20. Jänner 1997 • Perspektiven der Bauwirtschaft in Osteuropa • Margarete Czerny

Die Bauwirtschaft erholt sich von der Transformationskrise in Ost-Mitteleuropa etwas später als die Gesamtwirtschaft. Nach massiven Einbußen in den ersten Jahren des Umbruchs erzielt sie in Polen, Ungarn, Tschechien und der Slowakei seit 1995 ein stabiles Wachstum von rund 5% pro Jahr; 1997 könnte die Wachstumsrate über 5% liegen. Nur in diesen Ländern Osteuropas wurde die Privatisierung bereits zum Großteil abgeschlossen.

Trotz der überwiegend erfolgreichen Privatisierung des Bausektors in Ost-Mitteleuropa verbleiben immer noch Baubetriebe im öffentlichen Besitz, weil sie für private Interessenten nicht lukrativ erscheinen. Die Probleme liegen dabei oft in der Unklarheit über die tatsächliche Eigentümerstruktur und in der mangelnden Effizienz und Produktivität vieler Unternehmen. Meist wurde der Beschäftigtenstand nicht im notwendigen Ausmaß angepaßt, und vielfach ist die Beschäftigungsstruktur nicht nach den Effizienzkriterien der Marktwirtschaft ausgerichtet.

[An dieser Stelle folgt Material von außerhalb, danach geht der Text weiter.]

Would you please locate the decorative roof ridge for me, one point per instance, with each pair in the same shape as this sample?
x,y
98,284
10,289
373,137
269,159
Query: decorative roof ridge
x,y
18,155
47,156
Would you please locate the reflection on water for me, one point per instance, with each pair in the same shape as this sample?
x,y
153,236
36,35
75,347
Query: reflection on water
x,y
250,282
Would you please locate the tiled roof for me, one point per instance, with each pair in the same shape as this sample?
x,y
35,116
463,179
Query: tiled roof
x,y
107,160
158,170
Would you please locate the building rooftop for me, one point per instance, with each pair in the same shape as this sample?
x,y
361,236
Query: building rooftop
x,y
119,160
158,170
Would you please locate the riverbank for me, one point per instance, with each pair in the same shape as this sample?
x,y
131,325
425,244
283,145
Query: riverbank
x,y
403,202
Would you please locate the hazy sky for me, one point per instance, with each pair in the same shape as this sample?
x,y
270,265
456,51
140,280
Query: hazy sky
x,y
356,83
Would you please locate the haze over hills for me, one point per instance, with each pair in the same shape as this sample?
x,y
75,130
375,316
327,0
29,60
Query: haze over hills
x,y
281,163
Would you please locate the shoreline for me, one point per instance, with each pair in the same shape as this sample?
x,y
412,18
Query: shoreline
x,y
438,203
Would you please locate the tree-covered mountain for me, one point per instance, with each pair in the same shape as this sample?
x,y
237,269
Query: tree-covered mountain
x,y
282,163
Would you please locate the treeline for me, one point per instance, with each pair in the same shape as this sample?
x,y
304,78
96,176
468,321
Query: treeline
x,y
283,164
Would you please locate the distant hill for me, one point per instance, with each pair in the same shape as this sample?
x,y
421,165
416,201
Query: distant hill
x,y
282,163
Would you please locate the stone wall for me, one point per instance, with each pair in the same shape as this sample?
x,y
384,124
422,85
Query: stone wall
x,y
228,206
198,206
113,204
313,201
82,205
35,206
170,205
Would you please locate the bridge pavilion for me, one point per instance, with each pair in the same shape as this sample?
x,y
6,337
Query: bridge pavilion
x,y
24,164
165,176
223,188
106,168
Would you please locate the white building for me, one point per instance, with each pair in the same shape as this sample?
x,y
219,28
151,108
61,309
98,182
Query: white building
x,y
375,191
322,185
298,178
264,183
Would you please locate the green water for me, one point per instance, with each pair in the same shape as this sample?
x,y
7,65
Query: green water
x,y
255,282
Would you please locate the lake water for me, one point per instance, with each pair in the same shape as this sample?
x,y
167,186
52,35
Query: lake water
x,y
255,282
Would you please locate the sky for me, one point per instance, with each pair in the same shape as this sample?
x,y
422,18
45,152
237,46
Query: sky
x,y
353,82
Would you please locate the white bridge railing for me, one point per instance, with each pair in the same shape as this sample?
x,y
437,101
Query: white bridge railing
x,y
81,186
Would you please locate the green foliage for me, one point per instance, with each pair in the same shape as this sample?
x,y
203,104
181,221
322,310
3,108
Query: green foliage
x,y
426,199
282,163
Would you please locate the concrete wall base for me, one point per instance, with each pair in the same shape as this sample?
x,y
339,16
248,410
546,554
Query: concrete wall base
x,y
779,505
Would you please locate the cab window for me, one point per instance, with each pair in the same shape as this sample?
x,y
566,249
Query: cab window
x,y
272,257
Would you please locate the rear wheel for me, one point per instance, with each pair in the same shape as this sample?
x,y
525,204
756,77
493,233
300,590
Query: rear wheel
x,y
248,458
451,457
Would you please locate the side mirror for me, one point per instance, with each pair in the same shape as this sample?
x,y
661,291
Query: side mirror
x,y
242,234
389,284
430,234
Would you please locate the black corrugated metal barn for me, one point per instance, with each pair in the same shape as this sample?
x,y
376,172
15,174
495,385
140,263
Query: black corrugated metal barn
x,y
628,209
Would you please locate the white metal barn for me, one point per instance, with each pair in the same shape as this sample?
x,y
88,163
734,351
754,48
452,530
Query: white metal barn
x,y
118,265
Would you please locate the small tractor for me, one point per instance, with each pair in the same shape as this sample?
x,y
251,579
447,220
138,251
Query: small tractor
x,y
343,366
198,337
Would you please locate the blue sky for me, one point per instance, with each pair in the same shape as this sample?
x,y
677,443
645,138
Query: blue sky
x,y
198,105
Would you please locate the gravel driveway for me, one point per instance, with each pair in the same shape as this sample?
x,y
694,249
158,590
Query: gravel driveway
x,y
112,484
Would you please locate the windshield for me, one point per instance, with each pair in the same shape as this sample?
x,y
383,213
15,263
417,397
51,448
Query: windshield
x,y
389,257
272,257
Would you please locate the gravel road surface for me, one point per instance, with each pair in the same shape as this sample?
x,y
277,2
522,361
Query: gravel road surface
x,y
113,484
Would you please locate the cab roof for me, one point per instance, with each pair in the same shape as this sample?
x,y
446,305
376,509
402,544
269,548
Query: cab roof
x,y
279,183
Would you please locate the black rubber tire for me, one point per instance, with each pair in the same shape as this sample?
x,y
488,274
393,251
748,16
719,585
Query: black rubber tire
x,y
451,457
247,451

Die Bauwirtschaft bewältigte die Transformationskrise in den einzelnen Ländern unterschiedlich rasch. Bereits 1993 verzeichnete sie in Polen ein Wachstum. In Tschechien entwickelte sie sich nach der Teilung der CSFR im Jahre 1992 von allen Ländern Ost-Mitteleuropas am dynamischsten (1994 bis 1996 +6% bis +8% pro Jahr). Die ungarische Bauwirtschaft expandierte 1994 bereits um 11%, stand aber 1995 und 1996 unter dem dämpfenden Einfluß des Stabilisierungspakets. 1997 sollten sich die Bauinvestitionen in Ungarn wieder stärker beleben. In der Slowakei setzte sich der Rückgang der Bauproduktion auch nach der Teilung der CSFR fort, der Privatisierungsprozeß wurde verzögert. Der Bausektor der Slowakei schrumpfte unter allen Ländern Ost-Mitteleuropas am stärksten. 1997 werden nun öffentliche Infrastrukturinvestitionen – Ausbau des Autobahn- und Bahnnetzes mit Anbindung an das internationale Verkehrsnetz – forciert.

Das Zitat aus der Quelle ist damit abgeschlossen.